How much do you appreciate the simple things until their taken away? Changing the bag, in my opinion, was such a big production. It took like 15 minutes. And doing it when I wasn’t at home? Forget about it! But I had no control over my bowels for the whole duration of having that bag on, so it was really difficult for me. I had to wear clothes that camouflaged my stomach so people wouldn’t see the bag. I was always very self conscious about the bag falling off or something….luckly that never happened.

When I think back, it’s hard to believe that I had to have that bag from September of ’06 up until March of ’07. It wasn’t cheap, either. The bags were expensive. It cost me upwards of $80 for 10 bags. Plus I had to buy the stickers, special skin cream to act as a barrier between my skin and the stickers, special bags to dispose of the used bags…. luckily my insurance through work paid for it. But unless you have a permanent colostomy bag, the gov won’t assist you in paying for it. Sucks if you don’t have money/private insurance and you’re stuck with a colostomy…even if it’s temporary. I had to get the gov to write a special letter that I could submit to my insurance company before they would pay, stating that this cost was not covered.

I remember my surgery to remove the bag was scheduled for like March 3rd or something like that. I also remember them calling me the day before to tell me that they had to postpone my surgery until the 9th because an emergency came up. I cried. I just knew something like that would happen. At the same time, I was lucky. Other surgeries had been scheduled for that day as well, and they had been pushed to the end of April. I managed to ration my remaining colostomy bags just right so that I’d have enough until March 3rd.
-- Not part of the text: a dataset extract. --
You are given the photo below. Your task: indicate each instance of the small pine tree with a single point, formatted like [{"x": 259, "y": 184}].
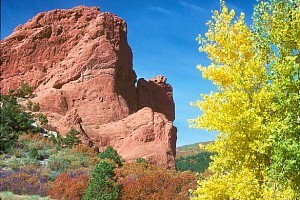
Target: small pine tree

I had to scam some extra bags off of the hospital in order to not have to go out and buy a whole new box.

Before the actual surgery, I remember my surgeon telling me that sometimes when they actually get in there, there is sometimes something else wrong. In that case, they’d have to put the stoma on the other side of my stomach…but they really wouldn’t know until they opened me up.
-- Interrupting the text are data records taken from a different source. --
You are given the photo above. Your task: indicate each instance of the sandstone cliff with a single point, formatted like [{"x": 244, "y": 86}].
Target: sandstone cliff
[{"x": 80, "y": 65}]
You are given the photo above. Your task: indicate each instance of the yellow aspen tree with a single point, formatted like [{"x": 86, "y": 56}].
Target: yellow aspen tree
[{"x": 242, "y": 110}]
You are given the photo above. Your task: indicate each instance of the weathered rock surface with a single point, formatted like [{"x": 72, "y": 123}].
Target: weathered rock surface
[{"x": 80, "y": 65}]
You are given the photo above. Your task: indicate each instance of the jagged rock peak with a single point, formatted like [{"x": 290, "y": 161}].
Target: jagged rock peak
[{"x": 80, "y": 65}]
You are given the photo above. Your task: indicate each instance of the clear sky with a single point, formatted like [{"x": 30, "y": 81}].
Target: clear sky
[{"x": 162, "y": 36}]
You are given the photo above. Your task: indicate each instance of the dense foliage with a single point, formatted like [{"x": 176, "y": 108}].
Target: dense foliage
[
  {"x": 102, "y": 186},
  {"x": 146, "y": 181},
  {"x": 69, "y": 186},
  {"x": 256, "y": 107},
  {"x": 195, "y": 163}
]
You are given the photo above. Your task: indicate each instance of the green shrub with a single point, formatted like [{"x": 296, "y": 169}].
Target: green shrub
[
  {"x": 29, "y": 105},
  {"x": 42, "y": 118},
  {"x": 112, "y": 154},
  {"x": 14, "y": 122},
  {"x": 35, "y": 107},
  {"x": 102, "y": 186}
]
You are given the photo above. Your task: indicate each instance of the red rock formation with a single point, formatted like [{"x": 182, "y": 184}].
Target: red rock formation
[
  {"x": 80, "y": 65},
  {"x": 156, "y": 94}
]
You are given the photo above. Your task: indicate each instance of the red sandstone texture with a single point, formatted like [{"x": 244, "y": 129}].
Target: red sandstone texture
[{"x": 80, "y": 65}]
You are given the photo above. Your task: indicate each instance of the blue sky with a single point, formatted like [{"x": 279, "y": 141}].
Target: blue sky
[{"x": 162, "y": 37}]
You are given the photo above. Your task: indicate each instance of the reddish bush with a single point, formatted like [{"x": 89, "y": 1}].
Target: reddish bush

After the surgery, I was taken to the recovery room. Apparently my surgeon came in and had a conversation with me….I remember nothing of the sort. But basically he came in to tell me that the surgery went well. But since I don’t remember that, when I actually woke up, I remember patting myself down to make sure there were no more bags! LOL luckily their weren’t.
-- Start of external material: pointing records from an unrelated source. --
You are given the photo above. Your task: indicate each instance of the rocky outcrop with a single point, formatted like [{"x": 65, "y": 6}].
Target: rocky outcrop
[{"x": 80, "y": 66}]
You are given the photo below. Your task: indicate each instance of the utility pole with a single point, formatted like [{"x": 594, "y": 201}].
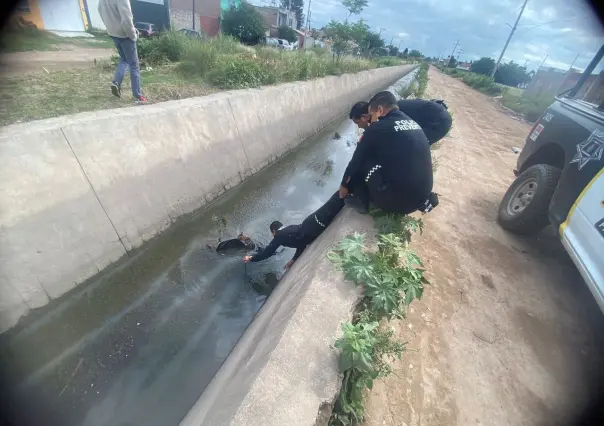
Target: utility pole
[
  {"x": 508, "y": 40},
  {"x": 544, "y": 59},
  {"x": 454, "y": 48},
  {"x": 193, "y": 14},
  {"x": 308, "y": 15},
  {"x": 567, "y": 73}
]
I went home about 2 days later. So done and done, right? Wrong.

The doctors didn’t wait for me to actually have a bowel movement the “normal way” before sending me home. Almost 2 weeks later…I still hadn’t had one.

2 weeks = INTENSE PAIN! Back to emergency I went.

When I got back to emergency, some doctor said to me that she was going to put me on stool softeners or something, and I should be ok in about 72 hours. So…basically, you guys are giving me dose after dose of morphine which ISN’T working, and you’re going to send me home to be in pain for 3+ days and hopefully by then this stool softening regime should work?

Another (senior) doctor came in and vetoed that idea right away.

I stayed in the hospital for about a week. The doctors were worried that they would have to open me up again to fix things, but luckily things started to work again without surgical intervention.

I’m happy it’s all done and overwith. But I still have a huge ugly disfiguring scar on my stomach. I spoke to my doctor just this past Tuesday and asked him to refer me to a plastic surgeon. He told me that a plastic surgeon just moved into the office next to him (lucky for me…?) and that he’d speak to that surgeon and get back to me in the new year. So after that is all done and over with and I get my stomach fixed, I’ll write Colostomy Surgery – The End. I’ll even post before, middle, and after pictures.